By Harry McCracken | Wednesday, January 25, 2012 at 9:43 am
I’m still hoping that Android 4.0 Ice Cream Sandwich will help make Android tablets interesting to consumers in a way that Honeycomb-based Android tablets have not been. I haven’t tried one for myself yet. But JR Raphael of Computerworld has an Asus Transformer Prime with ICS–and he’s put together a nice walkthrough of the interface.
January 25th, 2012 at 10:03 am
The problem with Android tablets is not the hardware or OS. It is the apps and the price. There are just far fewer apps for Android tablets than for the iPad and thus they do not give the consumer the same value. ICS makes it much easier to "port" phone apps to a tablet, so hopefully this situation will improve over time.
January 25th, 2012 at 1:09 pm
Ice Cream sandwich won't really do much to raise comsumer interest in Android tablet, because it doesn't really address any of the fundamental problems of Honeycomb.
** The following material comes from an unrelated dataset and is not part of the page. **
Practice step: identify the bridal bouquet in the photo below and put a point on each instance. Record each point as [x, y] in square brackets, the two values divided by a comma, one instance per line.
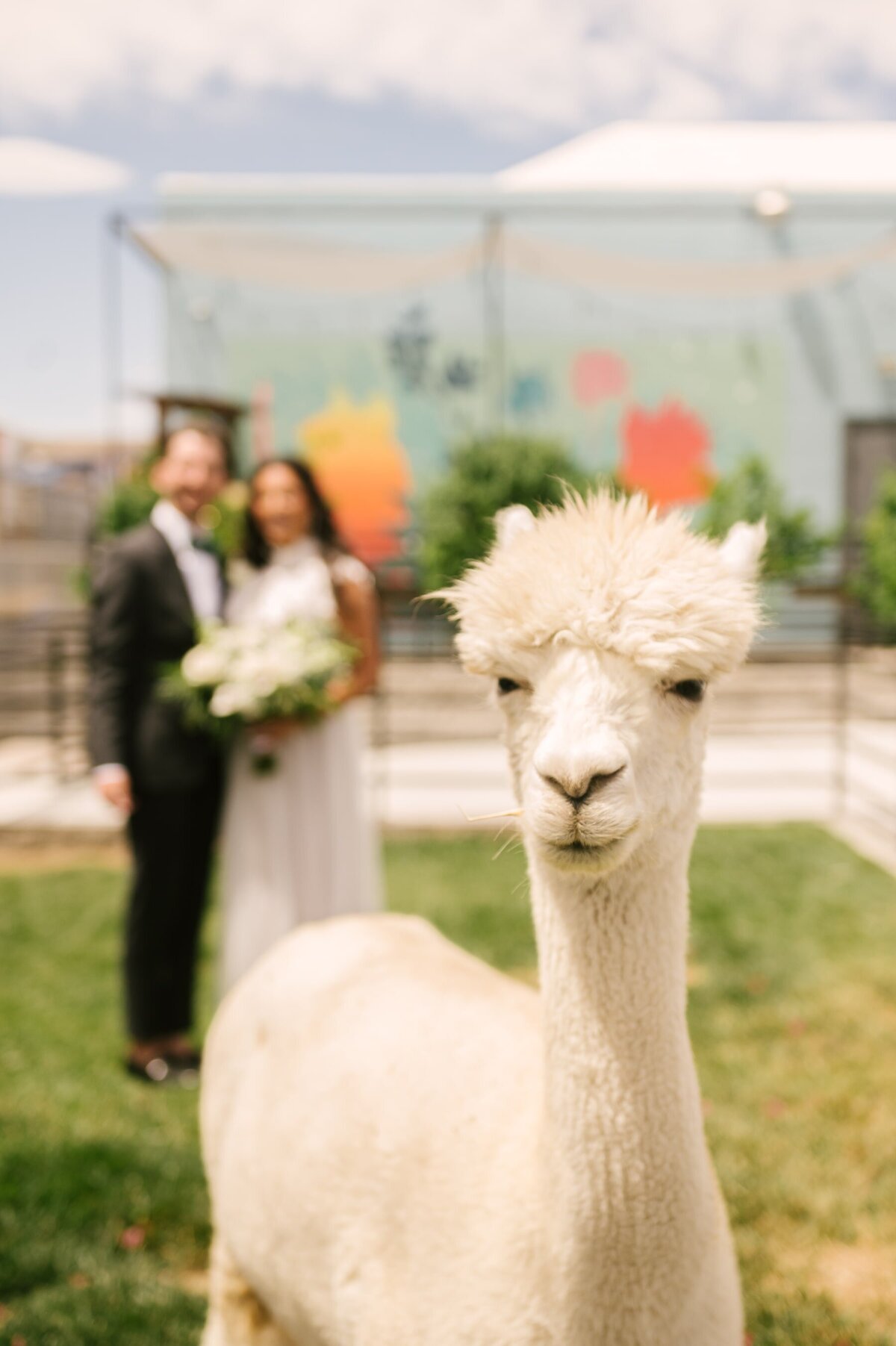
[246, 676]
There are still very few native, tablet-optimized apps available, and compatibility with 2.x apps is still shoddy. There's still a giant black bar at the bottom of the screen. There are still various controls haphazardly placed at each corner of the screen. Google hasn't really "fixed" Honeycomb. They've just cleaned up the code a bit, and it runs a little faster now.
It's no coincidence that the tablets that do have consumer interest, i.e. the Kindle Fire and Nook Tablet, have thrown away the entire Android interface, and have focused on delivering something that people can understand.
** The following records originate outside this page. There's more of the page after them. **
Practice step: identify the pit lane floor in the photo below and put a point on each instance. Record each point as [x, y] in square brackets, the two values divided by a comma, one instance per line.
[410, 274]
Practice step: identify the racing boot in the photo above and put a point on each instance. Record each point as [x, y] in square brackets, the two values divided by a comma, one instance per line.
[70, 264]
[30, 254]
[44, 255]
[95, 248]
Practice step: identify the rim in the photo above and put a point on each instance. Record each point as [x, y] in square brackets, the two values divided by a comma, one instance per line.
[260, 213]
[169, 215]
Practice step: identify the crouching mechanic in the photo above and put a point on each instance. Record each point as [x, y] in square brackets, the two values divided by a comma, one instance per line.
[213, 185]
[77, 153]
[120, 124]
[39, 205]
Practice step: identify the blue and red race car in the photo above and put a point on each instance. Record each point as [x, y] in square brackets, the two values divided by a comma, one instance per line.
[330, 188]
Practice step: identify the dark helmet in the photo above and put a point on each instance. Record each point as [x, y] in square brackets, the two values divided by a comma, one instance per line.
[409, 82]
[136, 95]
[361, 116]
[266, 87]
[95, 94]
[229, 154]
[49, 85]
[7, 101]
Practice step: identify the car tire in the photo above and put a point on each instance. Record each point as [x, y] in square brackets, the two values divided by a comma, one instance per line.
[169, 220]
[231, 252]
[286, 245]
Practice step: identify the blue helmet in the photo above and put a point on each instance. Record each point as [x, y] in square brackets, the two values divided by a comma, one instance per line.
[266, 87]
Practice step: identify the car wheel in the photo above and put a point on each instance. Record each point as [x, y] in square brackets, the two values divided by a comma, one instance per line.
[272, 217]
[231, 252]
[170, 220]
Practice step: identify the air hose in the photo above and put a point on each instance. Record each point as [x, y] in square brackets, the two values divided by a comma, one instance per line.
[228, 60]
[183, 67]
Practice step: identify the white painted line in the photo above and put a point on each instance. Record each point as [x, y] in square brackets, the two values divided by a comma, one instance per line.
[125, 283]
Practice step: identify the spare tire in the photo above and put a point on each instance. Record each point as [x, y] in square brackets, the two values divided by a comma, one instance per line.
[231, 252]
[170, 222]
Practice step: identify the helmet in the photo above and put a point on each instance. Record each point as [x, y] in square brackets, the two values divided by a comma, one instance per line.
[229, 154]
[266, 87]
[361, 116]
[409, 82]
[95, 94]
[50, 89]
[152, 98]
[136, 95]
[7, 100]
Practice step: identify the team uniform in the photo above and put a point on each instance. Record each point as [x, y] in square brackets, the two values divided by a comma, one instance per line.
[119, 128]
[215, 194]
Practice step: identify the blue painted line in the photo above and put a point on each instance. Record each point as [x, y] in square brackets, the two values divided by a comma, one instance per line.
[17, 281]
However, I expect a lot of people will adopt "real" Android tablets this year, based solely on price. The iPad is firmly locked at $500, while 10" Android tablets start at $300. Price-sensitive consumers will like pick them up without fully understanding the drawbacks of Android on a tablet.
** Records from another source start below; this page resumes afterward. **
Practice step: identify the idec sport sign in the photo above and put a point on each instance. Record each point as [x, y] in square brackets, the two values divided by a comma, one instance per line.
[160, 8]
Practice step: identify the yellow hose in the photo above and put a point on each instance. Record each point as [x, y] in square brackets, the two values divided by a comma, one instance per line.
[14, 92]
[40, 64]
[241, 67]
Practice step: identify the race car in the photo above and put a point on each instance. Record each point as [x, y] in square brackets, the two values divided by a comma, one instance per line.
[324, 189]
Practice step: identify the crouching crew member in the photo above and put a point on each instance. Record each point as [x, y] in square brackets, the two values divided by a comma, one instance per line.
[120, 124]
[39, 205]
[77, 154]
January 25th, 2012 at 3:00 pm
Agreed. Price will decide. By sometime in '13, 'droid O/S tablets will be outselling Apple's.
January 26th, 2012 at 8:53 am
There's still too much of the 'Ooh isn't Tron cool' stuff going on ICS for my liking. Which hampers general appeal. To me it looks like something a 12 year old sci fi nerd thinks is good design rather than actually being good design.